Весьма наблюдателен в определении феномена Слуцкого в своём эссе «Вещи и осколки» В. Шубинский: «Советская культура была по природе своей имитационной, а Слуцкий пробовал отказаться от имитаций. Вместо игры в Некрасова, в Гумилева, на худой конец, немудреной риторики a la поздний Маяковский, он стал просто изъясняться бытовым и газетным советским языком, приблизительно ритмизуя его и не слишком щеголевато рифмуя. Оказалось, что в этом поэзии больше… Но со всем этим Слуцкий не стал бы значительной фигурой, не замахнись он на самое болезненное: на экзистенциальные основы советского опыта, которые предполагалось принимать по умолчанию. Он же попытался их осмыслить, принять всерьёз не негативно, а позитивно осмыслить. Что в каком-то смысле ещё опаснее. „Здесь сосны от имени камня стоят, здесь сокол от имени неба летает“, — это строки из первого (после войны) опубликованного стихотворения Слуцкого. Перенося на природный мир советские бюрократические речевые структуры, Слуцкий их не пародирует, а вскрывает их сущностный, бытийный смысл. Но как только этот смысл вскрывается, он начинает разрушать железобетонный идейно-языковой блок. В нем образуется какой-то, я бы сказал, платоновский вирус. Образуется трещина, в которую постепенно сливаются все идеи, слова и вещи. Остаётся, опять-таки, структура речи. Но это же не трепетная и электрическая структура речи наследников Серебряного Века. Эта структура сама по себе жить не может, а наполнять ее, как многие, несоветскими смыслами (религиозными, либеральными и проч.) Слуцкий не захотел. Он просто сошёл с ума, замолчал, а после умер».
Поясним: после кончины жены Татьяны в 1977 г. Слуцкий ушёл в глубочайшую депрессию, потерял всяческий интерес к жизни и не написал более ни строчки.
Рано или поздно в Харькове появится памятник одному из выдающихся русских поэтов второй половины ХХ века Борису Абрамовичу Слуцкому. Лично мне видится в этом смысле уместной площадь Конституции, бывшая Николаевская. Как лауреат Харьковской муниципальной премии имени Слуцкого поддерживаю и всячески возглашаю эту идею поэта А. Дмитриева, лауреата Харьковской муниципальной премии имени Чичибабина.
Лучше было бы не откладывать, пока нынешние энтропические времена не вымыли из сознания поколений остатки общей культурной памяти. Однако в 2014 г. маятник, увы, качнулся в адскую сторону.
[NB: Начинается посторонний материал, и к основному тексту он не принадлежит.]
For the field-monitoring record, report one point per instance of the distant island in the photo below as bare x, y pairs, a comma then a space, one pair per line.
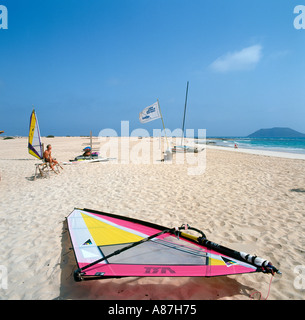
276, 133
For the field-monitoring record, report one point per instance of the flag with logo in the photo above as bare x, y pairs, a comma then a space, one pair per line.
150, 113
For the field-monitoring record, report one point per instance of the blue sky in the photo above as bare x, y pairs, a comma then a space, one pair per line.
87, 65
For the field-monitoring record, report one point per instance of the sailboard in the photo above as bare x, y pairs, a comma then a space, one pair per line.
34, 143
112, 246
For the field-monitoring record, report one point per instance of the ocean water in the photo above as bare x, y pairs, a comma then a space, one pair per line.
292, 145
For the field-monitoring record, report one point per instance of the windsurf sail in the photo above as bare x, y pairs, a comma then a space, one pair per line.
108, 245
35, 145
184, 148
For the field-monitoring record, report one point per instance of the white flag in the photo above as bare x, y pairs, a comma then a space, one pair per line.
150, 113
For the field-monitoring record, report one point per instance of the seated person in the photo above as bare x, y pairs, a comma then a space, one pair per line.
47, 157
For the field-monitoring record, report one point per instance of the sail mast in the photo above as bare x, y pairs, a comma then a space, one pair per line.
187, 87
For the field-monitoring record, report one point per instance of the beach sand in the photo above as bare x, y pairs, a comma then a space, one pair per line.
249, 202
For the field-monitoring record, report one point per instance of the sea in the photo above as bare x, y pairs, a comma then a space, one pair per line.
291, 145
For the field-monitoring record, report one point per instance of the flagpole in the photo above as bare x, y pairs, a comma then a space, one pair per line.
162, 122
187, 87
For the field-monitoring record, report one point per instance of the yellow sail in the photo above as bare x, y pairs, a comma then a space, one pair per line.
35, 145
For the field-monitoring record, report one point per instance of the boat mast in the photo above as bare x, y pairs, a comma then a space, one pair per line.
187, 87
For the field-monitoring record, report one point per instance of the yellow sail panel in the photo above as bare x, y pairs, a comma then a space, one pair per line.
105, 234
34, 145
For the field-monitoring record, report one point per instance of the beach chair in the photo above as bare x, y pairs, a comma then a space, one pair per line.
43, 169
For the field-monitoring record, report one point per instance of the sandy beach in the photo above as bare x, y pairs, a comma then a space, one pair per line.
243, 200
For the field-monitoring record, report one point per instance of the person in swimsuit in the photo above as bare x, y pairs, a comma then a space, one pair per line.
48, 158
Ему в самом деле повезло больше, чем его друзьям-поэтам Павлу Васильеву и Борису Корнилову; где похоронены они — не знает никто. Васильев расстрелян в 1937 г., Корнилов умер в лагере под Нарымом в 1938 г. Срок они получали втроём, «три мальчика, три козыря бубновых, три витязя российского стиха», но лишь один из этой троицы, Ярослав Смеляков, хоть и трижды отсидевший, «продержался» до 1972 г.
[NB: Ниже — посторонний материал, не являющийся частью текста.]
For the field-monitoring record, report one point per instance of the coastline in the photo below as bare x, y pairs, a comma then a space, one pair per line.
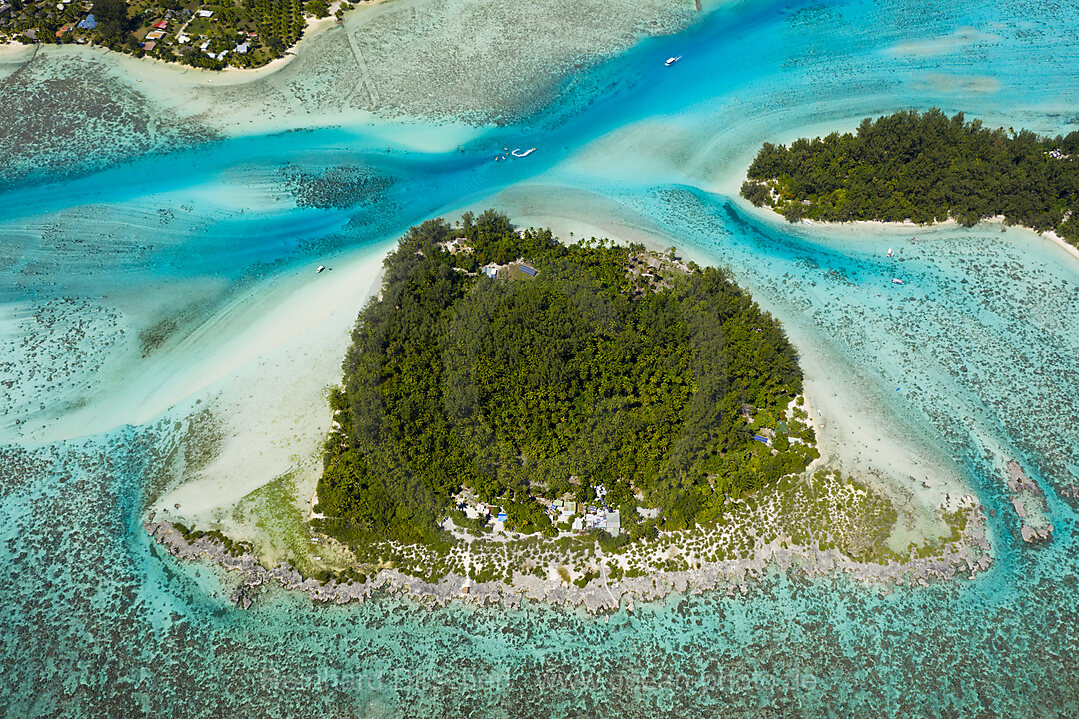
312, 28
950, 224
964, 558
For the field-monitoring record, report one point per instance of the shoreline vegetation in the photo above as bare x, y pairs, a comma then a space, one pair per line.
924, 168
575, 511
213, 35
810, 527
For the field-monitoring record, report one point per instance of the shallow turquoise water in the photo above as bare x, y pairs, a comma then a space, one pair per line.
982, 342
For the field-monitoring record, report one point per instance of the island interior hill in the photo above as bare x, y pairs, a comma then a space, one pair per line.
523, 417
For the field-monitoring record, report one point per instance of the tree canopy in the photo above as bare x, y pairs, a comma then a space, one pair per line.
520, 387
924, 167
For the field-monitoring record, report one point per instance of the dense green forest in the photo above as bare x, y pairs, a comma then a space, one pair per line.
924, 167
521, 387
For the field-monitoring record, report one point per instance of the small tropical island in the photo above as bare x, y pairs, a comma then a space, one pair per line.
530, 374
204, 34
924, 167
575, 423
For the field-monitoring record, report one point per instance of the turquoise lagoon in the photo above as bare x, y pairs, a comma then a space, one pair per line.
206, 230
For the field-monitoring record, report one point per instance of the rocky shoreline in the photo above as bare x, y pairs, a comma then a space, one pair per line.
966, 557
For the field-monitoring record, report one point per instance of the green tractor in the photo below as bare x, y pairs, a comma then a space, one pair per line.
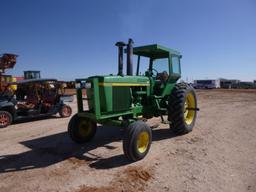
129, 100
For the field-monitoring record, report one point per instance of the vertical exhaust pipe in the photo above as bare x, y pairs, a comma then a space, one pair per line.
129, 57
120, 46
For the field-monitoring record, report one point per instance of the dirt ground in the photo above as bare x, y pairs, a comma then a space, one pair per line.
219, 155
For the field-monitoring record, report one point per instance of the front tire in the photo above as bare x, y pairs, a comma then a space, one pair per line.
137, 140
182, 108
81, 129
5, 119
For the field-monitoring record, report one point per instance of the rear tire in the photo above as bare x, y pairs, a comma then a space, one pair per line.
137, 140
5, 119
81, 129
65, 111
182, 108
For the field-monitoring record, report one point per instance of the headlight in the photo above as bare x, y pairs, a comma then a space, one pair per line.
78, 85
88, 85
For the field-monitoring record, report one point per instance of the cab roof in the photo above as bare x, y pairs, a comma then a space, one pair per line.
154, 51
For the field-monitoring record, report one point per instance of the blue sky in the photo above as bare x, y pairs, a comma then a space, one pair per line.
70, 39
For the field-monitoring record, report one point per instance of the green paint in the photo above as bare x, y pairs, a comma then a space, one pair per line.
112, 99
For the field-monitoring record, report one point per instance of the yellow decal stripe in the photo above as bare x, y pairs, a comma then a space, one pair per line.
123, 84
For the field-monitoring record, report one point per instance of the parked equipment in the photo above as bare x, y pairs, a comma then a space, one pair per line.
7, 61
32, 75
32, 98
128, 100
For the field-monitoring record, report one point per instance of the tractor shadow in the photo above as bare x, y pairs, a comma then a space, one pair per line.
52, 149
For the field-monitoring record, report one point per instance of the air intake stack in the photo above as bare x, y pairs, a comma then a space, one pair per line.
129, 57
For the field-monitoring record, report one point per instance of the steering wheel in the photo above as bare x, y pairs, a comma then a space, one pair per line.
154, 75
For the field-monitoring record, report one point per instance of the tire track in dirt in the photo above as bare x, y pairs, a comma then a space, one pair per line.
133, 178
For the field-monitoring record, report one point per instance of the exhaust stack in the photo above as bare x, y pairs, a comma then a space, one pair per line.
129, 57
120, 46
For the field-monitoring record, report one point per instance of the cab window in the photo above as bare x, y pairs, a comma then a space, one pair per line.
161, 65
175, 64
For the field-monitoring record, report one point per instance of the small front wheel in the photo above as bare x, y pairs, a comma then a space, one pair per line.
81, 129
137, 141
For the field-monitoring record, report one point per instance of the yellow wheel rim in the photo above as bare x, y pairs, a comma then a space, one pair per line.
190, 102
84, 128
143, 141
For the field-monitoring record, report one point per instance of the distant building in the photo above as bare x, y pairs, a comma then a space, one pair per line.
206, 84
229, 83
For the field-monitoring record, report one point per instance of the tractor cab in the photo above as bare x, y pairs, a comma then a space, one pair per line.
162, 65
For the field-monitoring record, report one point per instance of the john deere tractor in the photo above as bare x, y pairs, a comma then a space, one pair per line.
129, 100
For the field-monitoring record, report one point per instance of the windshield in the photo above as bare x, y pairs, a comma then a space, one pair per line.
161, 66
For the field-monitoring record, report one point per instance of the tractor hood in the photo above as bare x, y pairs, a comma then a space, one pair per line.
116, 80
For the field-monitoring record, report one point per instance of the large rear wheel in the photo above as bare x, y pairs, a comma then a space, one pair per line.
137, 140
81, 129
182, 108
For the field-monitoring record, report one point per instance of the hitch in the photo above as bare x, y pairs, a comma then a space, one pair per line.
193, 109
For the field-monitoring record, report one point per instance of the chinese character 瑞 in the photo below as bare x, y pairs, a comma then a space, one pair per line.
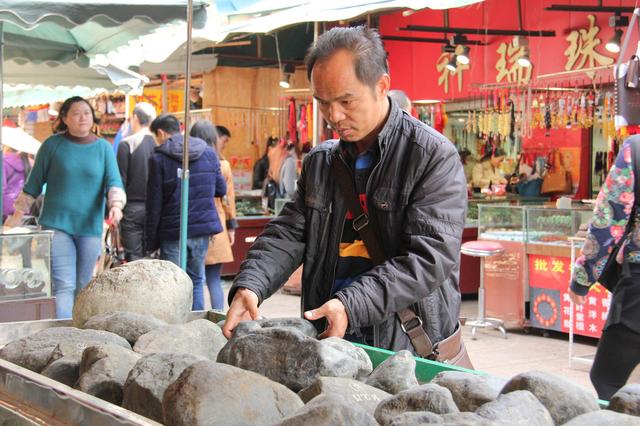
508, 65
540, 265
581, 50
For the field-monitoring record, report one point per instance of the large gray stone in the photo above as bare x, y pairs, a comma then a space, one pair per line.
452, 419
208, 392
125, 324
150, 377
395, 374
355, 352
627, 400
299, 324
287, 356
36, 351
350, 391
604, 418
563, 398
429, 397
329, 410
148, 287
200, 337
518, 408
469, 391
104, 370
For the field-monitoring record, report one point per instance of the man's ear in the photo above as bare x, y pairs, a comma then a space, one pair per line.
383, 85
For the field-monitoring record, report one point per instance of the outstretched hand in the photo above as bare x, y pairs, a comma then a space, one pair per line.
336, 315
244, 307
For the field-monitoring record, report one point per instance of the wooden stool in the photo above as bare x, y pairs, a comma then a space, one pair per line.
483, 249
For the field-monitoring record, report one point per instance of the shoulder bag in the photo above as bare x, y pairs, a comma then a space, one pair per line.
450, 350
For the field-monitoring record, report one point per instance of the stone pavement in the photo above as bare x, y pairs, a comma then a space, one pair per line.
491, 352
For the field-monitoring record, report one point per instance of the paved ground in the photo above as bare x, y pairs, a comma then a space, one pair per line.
491, 352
Б. Корнилов, канувший в тридцать один год, подарил Смелякову свою книгу с надписью «Ярослав! Какие мы всё-таки славяне!» Тот ответил через четыре десятилетия, характерно: «Советские славяне».
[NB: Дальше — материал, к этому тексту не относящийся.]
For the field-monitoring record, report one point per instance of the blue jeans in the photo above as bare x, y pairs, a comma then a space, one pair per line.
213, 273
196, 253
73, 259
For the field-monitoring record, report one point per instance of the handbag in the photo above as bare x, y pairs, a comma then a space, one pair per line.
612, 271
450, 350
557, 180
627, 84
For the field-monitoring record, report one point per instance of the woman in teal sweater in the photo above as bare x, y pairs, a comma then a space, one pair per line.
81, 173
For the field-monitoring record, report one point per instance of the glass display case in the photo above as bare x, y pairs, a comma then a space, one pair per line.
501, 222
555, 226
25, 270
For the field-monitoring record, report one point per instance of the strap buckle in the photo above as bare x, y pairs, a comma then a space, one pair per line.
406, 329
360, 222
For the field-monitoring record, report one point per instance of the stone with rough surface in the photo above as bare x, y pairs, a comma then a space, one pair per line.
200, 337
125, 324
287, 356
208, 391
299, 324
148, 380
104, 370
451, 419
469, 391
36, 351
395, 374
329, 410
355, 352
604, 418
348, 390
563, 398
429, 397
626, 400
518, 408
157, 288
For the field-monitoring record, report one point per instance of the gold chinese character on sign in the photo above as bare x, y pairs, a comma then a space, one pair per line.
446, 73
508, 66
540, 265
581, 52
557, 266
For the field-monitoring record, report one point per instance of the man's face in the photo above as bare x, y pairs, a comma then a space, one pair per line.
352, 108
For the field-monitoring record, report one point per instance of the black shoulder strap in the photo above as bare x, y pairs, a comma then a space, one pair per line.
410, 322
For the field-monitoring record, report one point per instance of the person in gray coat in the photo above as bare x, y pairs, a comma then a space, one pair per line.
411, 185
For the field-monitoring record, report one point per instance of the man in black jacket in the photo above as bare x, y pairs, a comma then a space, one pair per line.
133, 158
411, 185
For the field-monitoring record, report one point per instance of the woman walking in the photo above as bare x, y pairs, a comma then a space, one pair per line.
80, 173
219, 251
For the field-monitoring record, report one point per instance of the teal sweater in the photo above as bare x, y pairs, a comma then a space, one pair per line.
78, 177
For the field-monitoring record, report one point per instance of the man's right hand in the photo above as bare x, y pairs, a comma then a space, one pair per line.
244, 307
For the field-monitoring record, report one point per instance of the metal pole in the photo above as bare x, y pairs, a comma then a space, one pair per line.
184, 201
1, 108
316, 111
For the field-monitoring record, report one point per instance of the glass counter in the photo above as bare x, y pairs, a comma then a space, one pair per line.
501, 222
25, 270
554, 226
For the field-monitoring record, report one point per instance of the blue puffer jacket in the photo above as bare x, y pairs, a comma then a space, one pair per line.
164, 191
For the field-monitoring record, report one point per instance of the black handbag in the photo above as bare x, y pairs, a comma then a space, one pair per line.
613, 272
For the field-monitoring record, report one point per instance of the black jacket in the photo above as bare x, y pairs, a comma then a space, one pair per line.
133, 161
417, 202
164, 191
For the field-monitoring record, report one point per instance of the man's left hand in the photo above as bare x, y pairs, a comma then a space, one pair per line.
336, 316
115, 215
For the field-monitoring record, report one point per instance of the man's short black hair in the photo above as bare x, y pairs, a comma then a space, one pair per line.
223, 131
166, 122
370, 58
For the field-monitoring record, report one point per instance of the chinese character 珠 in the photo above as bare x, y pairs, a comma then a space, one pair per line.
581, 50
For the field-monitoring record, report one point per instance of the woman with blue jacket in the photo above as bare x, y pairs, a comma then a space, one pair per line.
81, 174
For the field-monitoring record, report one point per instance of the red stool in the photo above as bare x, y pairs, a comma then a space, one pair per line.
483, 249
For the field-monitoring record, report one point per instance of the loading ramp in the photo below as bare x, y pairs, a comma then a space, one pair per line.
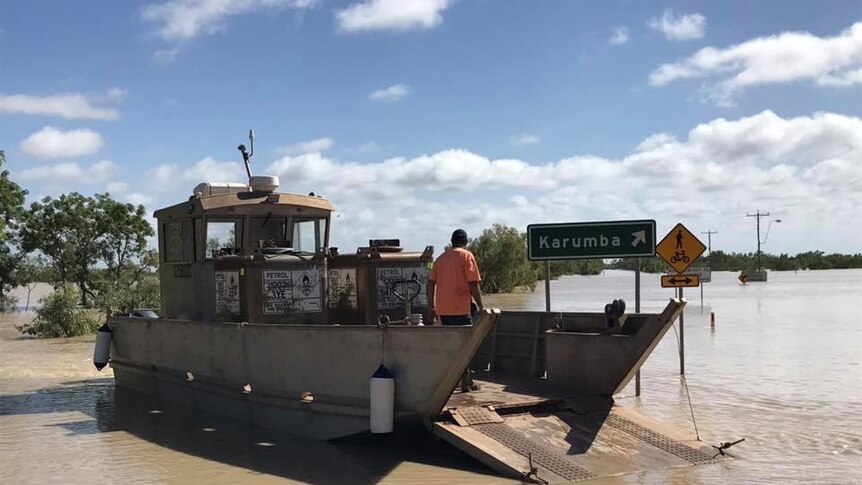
516, 428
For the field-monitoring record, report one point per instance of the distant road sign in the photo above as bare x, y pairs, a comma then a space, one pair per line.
585, 240
680, 281
680, 248
704, 272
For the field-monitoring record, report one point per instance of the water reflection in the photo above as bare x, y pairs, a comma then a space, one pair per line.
781, 368
72, 411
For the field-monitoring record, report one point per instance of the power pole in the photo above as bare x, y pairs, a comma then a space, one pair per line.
708, 260
709, 240
758, 215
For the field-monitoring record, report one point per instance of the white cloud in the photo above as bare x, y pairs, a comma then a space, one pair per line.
55, 175
181, 20
371, 147
619, 35
50, 142
172, 179
525, 139
316, 145
778, 59
679, 27
397, 15
166, 56
395, 92
70, 106
806, 169
117, 188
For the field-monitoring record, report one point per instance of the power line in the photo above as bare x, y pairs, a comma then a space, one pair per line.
758, 215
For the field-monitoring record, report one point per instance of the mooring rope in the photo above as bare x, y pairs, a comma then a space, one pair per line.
685, 384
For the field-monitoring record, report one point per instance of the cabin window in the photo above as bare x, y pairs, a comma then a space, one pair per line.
223, 237
309, 235
269, 232
173, 241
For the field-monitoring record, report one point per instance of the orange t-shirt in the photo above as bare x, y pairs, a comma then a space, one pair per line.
452, 271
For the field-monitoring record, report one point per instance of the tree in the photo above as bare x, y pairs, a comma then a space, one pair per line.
135, 286
11, 213
60, 316
77, 232
32, 271
501, 253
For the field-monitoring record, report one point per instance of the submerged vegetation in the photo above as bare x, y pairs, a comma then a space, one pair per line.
61, 316
721, 261
92, 250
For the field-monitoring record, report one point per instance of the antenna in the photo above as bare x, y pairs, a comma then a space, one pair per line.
246, 156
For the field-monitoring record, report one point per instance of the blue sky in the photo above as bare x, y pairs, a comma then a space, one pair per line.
419, 116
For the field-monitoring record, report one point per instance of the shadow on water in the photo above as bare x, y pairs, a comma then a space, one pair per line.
363, 459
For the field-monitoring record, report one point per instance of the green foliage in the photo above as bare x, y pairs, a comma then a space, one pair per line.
11, 213
136, 285
32, 271
77, 233
501, 253
575, 266
8, 303
721, 261
648, 265
60, 316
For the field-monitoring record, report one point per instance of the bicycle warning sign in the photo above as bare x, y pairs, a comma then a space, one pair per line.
680, 248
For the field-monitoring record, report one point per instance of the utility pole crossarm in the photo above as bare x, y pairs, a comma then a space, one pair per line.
758, 215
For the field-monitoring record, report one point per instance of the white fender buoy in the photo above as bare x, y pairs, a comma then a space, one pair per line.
382, 393
102, 352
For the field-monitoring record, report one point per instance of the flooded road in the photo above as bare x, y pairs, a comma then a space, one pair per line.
782, 369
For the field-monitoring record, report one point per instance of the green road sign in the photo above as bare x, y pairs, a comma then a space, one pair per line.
585, 240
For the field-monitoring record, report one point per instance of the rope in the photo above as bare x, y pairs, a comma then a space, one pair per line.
383, 327
685, 384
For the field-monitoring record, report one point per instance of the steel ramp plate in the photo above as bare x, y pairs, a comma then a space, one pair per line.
473, 415
566, 446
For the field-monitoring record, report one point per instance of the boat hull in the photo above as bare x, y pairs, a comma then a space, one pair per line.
311, 380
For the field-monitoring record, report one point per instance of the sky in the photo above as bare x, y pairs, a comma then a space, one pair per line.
416, 117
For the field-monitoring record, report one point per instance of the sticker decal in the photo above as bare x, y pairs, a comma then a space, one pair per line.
387, 277
227, 292
291, 291
342, 288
Нью-йоркский харьковец Ю. Милославский, впечатлившийся смеляковскими железными катренами, должно быть, ещё в середине 1960-х, на литстудии у Б. Чичибабина, поделился в частном письме: «На нём особенным образом проявилась вся условность количественного измерения культурного времени. Ярослав Васильевич умер, не добрав месяца до шестого десятка. А представлялся этаким грозно-чудаковатым пьющим старцем-мудрецом, — даже тем, кому он годился всего-то в старшие братья, этак с разницей в возрасте лет на десять-пятнадцать. О нём писали стихи, о нём рассказывали уважительно-смешные анекдоты. У Ф. Чуева в одной из ранних книг, к примеру, находим следующее: „Я приехал в Москву, я пошел к Смелякову. Он сидел в кабинете в осеннем пальто. Он стихи перечитывал, как участковый, и свирепо милел, если нравилось что“. Всё это весьма показательно. Смелякову — поэту и понимателю поэзии — знали цену и те, кто его любил, и те, кто буквально ненавидел. Таковых встречал лично».